Teradata DBQL Performance Tuning
What Are The Most Important Performance Indicators?
In this article, I will show you by which key figures you can use to recognize if a query should be optimized.
The selected Teradata performance indicators illuminate the query from different angles and give a good overview of whether a query should be improved and what the problem is.
All columns listed in the calculations are available in the table DBC.DBQLOGTBL.
The Product Join Indicator
As the name suggests, this indicator is used to determine if there are product joins in a query.
It is not about desired product joins (e.g. cross join with a calendar), as they sometimes occur, but about people who consume large amounts of resources.
Unwanted product joins can be recognized by the fact that the ratio of CPU to IO consumption is high.
Values in the three-digit range are often reached here. The reason is the high number of comparisons of rows executed by a product join.
This is how the Product Join Indicator is calculated:
CASE WHEN TotalIOCount = 0 THEN 0 ELSE (AMPCPUTime * 1000)/TotalIOCount END
If the Product Join Indicator is 3 or higher it is worth taking a look at the execution plan and looking for a product join.
However, a high Product Join Indicator can also have other causes:
- Aggregations of large amounts of data that pass through the memory. Since the aggregation takes place in memory, hardly any IOs are required, but a lot of CPU seconds.
- Duplicate rows check when there are many hash collisions
- Extensive string operations as they are often generated in the queries of BI tools.
- The use of Multivalue Compression also tends to increase the Product Join Indicator. Since more rows can be packed into a data block when using MVC, fewer IOs are needed to copy the data into memory. This also applies to systems that do not have dedicated hardware for Block Level Compression. BLC needs CPU for decompressing.
The Indicator For Unnecessary IOs
Here it is exactly the opposite of the product join indicator.
Queries or steps are identified that take many IOs compared to the CPU seconds.
A high value for this indicator usually means that large amounts of data are read or copied.

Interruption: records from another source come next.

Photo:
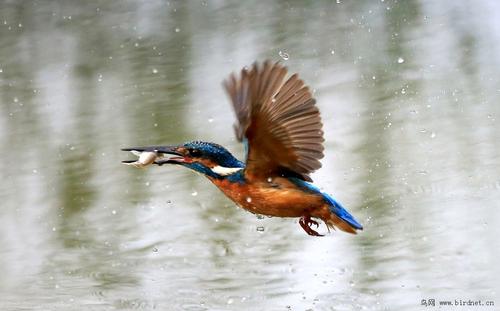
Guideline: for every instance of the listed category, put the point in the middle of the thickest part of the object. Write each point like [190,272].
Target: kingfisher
[280,126]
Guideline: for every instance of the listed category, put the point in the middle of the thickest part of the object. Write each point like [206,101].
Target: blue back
[335,207]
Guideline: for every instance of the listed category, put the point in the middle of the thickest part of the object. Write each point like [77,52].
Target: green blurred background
[409,93]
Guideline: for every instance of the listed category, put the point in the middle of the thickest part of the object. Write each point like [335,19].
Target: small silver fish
[145,159]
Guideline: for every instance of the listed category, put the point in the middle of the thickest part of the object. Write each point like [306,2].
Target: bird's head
[210,159]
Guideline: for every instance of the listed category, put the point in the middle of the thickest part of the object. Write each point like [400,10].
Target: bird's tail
[340,217]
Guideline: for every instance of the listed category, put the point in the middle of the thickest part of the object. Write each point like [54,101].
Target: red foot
[305,222]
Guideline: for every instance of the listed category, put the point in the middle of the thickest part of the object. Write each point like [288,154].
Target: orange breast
[277,198]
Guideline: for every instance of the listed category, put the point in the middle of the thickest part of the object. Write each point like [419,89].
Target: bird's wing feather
[279,120]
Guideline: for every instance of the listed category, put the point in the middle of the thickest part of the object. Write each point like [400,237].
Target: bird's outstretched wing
[279,120]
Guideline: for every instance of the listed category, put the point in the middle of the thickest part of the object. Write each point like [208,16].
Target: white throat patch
[224,171]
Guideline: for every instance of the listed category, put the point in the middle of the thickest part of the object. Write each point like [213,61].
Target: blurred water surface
[409,93]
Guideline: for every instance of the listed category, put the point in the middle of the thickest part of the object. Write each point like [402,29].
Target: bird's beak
[155,155]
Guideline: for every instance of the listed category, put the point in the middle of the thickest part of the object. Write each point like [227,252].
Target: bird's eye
[194,152]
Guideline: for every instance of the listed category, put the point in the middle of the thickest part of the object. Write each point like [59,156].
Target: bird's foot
[305,222]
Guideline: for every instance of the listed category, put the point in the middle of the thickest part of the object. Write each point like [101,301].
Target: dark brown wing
[279,119]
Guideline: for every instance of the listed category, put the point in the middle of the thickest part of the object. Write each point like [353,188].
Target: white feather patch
[224,171]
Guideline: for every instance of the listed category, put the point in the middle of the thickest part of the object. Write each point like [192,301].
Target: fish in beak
[154,155]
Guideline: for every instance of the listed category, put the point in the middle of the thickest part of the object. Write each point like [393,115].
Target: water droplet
[284,55]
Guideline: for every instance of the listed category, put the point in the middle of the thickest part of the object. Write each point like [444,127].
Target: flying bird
[281,128]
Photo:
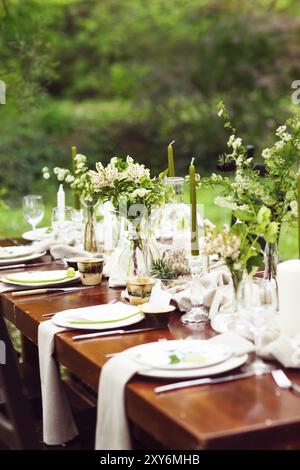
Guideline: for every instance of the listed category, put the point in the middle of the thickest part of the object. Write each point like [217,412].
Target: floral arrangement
[238,245]
[277,189]
[79,180]
[127,182]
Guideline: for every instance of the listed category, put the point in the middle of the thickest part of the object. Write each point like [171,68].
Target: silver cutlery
[112,332]
[24,265]
[283,381]
[205,381]
[21,293]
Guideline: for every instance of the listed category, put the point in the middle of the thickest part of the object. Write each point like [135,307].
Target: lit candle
[61,204]
[171,171]
[76,196]
[193,205]
[298,197]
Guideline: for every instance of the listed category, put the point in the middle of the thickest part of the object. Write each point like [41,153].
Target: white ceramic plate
[39,278]
[108,316]
[149,308]
[11,252]
[232,363]
[182,355]
[21,259]
[37,234]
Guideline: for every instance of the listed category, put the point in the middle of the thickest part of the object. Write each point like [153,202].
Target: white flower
[141,192]
[234,142]
[294,208]
[70,179]
[61,174]
[223,202]
[266,153]
[280,131]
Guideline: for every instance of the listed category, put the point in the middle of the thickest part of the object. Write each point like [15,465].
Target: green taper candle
[193,205]
[171,171]
[76,196]
[298,198]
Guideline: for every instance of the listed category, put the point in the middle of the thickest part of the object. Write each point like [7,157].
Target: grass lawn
[12,223]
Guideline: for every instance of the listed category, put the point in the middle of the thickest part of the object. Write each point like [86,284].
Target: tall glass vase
[271,261]
[90,230]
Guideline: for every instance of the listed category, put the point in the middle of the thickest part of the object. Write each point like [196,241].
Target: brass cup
[90,270]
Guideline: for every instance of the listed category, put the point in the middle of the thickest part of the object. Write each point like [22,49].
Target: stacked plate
[99,317]
[40,278]
[41,233]
[18,254]
[181,359]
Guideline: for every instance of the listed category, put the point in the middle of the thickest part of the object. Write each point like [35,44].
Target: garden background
[118,77]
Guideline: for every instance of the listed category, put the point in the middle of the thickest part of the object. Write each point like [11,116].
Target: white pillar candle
[61,204]
[288,278]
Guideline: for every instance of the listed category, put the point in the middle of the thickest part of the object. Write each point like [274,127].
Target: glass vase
[197,313]
[228,319]
[90,230]
[270,261]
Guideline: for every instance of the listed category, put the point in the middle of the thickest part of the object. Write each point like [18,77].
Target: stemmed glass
[33,209]
[257,305]
[197,313]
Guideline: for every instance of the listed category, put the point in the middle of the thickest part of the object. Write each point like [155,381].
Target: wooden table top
[250,413]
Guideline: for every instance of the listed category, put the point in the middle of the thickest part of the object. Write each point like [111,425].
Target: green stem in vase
[76,196]
[193,204]
[171,168]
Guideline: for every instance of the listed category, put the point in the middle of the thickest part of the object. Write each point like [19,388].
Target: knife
[205,381]
[24,265]
[21,293]
[113,332]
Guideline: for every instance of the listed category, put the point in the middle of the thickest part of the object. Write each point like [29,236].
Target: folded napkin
[61,251]
[210,291]
[58,423]
[112,431]
[272,343]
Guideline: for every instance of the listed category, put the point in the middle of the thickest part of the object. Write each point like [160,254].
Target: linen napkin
[58,423]
[211,291]
[112,430]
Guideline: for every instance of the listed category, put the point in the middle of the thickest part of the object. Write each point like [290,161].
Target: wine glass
[197,313]
[33,209]
[257,305]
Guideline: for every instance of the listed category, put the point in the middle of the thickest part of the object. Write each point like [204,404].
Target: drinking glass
[33,209]
[257,305]
[197,313]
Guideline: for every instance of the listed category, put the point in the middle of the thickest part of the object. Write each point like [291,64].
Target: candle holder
[197,313]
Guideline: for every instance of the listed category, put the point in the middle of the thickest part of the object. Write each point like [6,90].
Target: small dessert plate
[152,308]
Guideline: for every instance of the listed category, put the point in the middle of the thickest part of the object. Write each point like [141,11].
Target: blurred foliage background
[127,77]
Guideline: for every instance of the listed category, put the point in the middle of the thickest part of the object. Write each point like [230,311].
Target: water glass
[33,209]
[257,305]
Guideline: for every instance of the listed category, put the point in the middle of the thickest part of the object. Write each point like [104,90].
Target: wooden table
[248,414]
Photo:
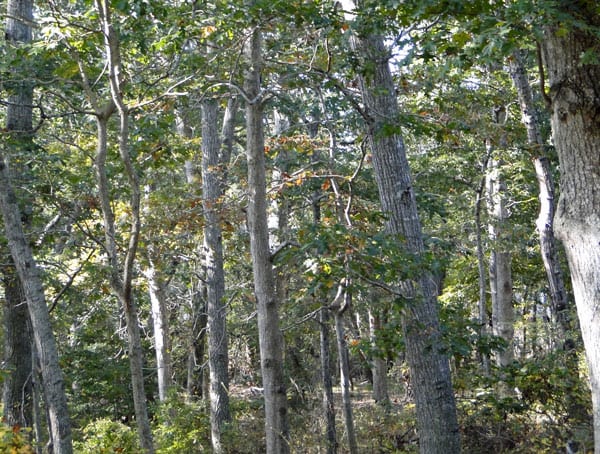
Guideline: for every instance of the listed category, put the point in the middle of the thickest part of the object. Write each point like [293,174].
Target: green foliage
[15,440]
[104,436]
[181,426]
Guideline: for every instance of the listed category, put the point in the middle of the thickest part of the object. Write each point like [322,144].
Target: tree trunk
[429,366]
[339,307]
[328,402]
[212,195]
[503,317]
[575,105]
[33,290]
[122,283]
[545,220]
[378,364]
[17,385]
[270,338]
[160,323]
[19,120]
[482,303]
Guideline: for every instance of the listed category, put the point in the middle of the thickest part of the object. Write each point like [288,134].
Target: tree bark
[575,102]
[17,385]
[160,323]
[339,306]
[503,317]
[121,274]
[270,337]
[545,221]
[429,367]
[328,402]
[378,364]
[56,401]
[212,194]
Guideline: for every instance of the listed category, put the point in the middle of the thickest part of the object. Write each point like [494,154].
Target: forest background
[258,226]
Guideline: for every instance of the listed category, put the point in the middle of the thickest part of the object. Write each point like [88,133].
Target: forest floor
[392,429]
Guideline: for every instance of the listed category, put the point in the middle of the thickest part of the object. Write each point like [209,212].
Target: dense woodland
[300,226]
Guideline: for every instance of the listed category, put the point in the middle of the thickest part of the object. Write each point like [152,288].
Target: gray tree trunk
[160,323]
[19,119]
[121,274]
[270,337]
[212,194]
[17,385]
[429,366]
[545,220]
[575,106]
[328,402]
[378,364]
[503,317]
[56,401]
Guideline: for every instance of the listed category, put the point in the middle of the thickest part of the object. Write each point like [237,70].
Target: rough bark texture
[218,360]
[160,323]
[17,386]
[339,307]
[270,338]
[56,401]
[122,271]
[503,317]
[19,118]
[545,221]
[429,367]
[575,101]
[378,364]
[328,402]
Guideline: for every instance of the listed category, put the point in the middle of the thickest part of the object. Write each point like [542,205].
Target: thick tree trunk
[19,120]
[31,281]
[378,364]
[17,384]
[16,388]
[328,402]
[429,367]
[212,194]
[545,220]
[121,278]
[503,317]
[575,100]
[270,338]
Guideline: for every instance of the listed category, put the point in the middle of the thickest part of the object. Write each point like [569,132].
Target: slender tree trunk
[19,118]
[328,402]
[545,220]
[429,366]
[339,306]
[270,338]
[33,290]
[121,274]
[17,389]
[503,317]
[212,194]
[575,102]
[160,323]
[482,303]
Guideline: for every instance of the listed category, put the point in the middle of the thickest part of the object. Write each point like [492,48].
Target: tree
[429,367]
[213,171]
[270,338]
[121,274]
[545,222]
[17,386]
[571,54]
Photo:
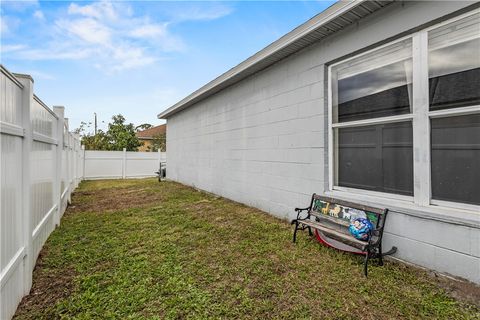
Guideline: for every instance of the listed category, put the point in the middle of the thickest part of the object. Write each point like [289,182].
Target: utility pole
[95,122]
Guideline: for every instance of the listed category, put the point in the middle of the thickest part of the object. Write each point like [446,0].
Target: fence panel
[121,164]
[42,174]
[32,172]
[103,164]
[141,164]
[11,221]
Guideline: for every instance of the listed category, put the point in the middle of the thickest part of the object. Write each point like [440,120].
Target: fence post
[60,112]
[124,163]
[27,100]
[83,162]
[68,163]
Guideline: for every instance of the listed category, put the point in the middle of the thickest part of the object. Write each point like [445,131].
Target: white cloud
[12,47]
[204,13]
[110,35]
[38,14]
[86,29]
[149,31]
[40,75]
[19,5]
[98,10]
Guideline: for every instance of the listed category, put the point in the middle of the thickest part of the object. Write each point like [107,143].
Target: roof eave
[331,13]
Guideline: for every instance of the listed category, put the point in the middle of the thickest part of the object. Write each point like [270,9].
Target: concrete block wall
[262,142]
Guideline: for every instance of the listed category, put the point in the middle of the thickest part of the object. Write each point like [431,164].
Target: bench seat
[332,218]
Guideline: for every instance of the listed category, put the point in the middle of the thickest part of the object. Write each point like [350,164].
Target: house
[147,136]
[370,101]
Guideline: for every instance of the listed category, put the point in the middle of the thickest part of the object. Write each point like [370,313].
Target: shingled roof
[150,133]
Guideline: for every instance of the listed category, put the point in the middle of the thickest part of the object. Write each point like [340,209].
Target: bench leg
[365,264]
[380,255]
[295,232]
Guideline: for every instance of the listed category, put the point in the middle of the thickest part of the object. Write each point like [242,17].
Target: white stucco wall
[262,142]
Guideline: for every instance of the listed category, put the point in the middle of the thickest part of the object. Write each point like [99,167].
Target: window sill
[462,217]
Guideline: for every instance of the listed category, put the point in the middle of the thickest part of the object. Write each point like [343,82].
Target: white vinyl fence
[40,166]
[121,164]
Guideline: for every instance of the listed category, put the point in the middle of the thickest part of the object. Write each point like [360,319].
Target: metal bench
[330,219]
[162,171]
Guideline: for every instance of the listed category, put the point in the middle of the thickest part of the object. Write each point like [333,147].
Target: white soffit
[333,19]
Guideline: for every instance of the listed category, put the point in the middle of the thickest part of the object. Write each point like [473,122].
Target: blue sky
[139,57]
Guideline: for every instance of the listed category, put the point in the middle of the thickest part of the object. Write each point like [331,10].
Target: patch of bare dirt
[459,289]
[112,199]
[48,289]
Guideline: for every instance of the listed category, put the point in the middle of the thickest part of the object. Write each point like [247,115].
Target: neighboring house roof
[150,133]
[333,19]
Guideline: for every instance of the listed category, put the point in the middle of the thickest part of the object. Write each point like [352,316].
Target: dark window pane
[377,158]
[454,64]
[456,159]
[374,85]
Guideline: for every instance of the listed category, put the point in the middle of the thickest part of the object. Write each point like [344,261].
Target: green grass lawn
[139,249]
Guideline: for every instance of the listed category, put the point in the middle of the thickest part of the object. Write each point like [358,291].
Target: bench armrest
[299,211]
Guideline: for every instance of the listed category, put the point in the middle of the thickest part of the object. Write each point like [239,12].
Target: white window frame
[420,117]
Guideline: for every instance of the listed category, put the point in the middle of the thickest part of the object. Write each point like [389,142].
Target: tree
[96,142]
[142,127]
[118,136]
[159,142]
[122,135]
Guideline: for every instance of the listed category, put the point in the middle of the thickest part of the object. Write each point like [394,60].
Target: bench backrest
[344,210]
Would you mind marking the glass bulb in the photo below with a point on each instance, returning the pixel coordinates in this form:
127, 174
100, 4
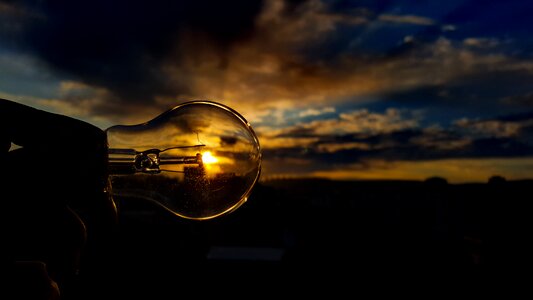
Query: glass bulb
198, 160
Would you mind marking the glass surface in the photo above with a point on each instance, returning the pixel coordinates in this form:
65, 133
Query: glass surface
198, 160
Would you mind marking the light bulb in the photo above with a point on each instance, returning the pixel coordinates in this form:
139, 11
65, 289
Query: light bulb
198, 160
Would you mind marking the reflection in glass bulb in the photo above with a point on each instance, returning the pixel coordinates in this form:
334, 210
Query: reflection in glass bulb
208, 158
198, 160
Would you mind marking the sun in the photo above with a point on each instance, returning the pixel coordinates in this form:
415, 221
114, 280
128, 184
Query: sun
208, 158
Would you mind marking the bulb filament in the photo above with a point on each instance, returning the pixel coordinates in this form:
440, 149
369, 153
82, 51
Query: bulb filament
130, 161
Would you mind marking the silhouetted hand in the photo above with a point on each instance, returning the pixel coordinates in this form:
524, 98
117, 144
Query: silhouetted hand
54, 201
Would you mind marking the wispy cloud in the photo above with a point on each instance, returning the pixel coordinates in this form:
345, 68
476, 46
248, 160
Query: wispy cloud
406, 19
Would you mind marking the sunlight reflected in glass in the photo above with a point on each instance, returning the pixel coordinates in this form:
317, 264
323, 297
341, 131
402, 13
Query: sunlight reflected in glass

This is often a sign that either the primary indexes are not used optimally or secondary indexes are missing.
Here is how this Indicator is calculated:
CASE WHEN AMPCPUTime = 0 THEN 0 ELSE TotalIOCount/(AMPCPUTime * 1000) END
As with the product join indicator, for values above 3, you should take a closer look at the execution plan.
The CPU and IO Skew Indicators
This is one of the most important indicators as it identifies skewed workload.
As you know, skew is one of the main causes of poor performance on a Teradata system.
With this indicator, we can search for skewed tables, joins that are skewed, etc.
The calculation for CPU skew is done like this:
CASE WHEN (AMPCPUTime / (HASHAMP()+1) =0 THEN 0 ELSE MaxAmpCPUTime/(AMPCPUTime / (hashamp()+1) END
The calculation for IO skew is done like this:
CASE WHEN (TotalIOCount / (HASHAMP()+1) =0 THEN 0 ELSE MaxAmpIO/(TotalIOCount / (HASHAMP()+1) END
Values above 2 should be the trigger to take a closer look at the execution plan.
The CPU Impact Indicator
This indicator goes one step further and calculates the effect of skewing on the exploitation of the parallelism of the system.
The indicator is calculated in this way:
MaxAmpCPUTime * (HASHAMP()+1)
Here the basic rule applies: the higher the value compared to the other queries the worse.
High CPU or IO Consumption in General
These are the most important key figures in Performance Tuning.
The great thing about it is:
A query that is executed on the same data always uses the same resources per execution. These metrics are therefore much more appropriate than the runtime of queries which depends on the rest of the workload.
The Query Response Time
As already mentioned, the response time of a query is not a very good indicator for tuning.
Nevertheless, the goal is, of course, to have the fastest possible queries at the end. Even the business user will not care how many CPU seconds a query takes. The result must be available at 8 o'clock in the morning.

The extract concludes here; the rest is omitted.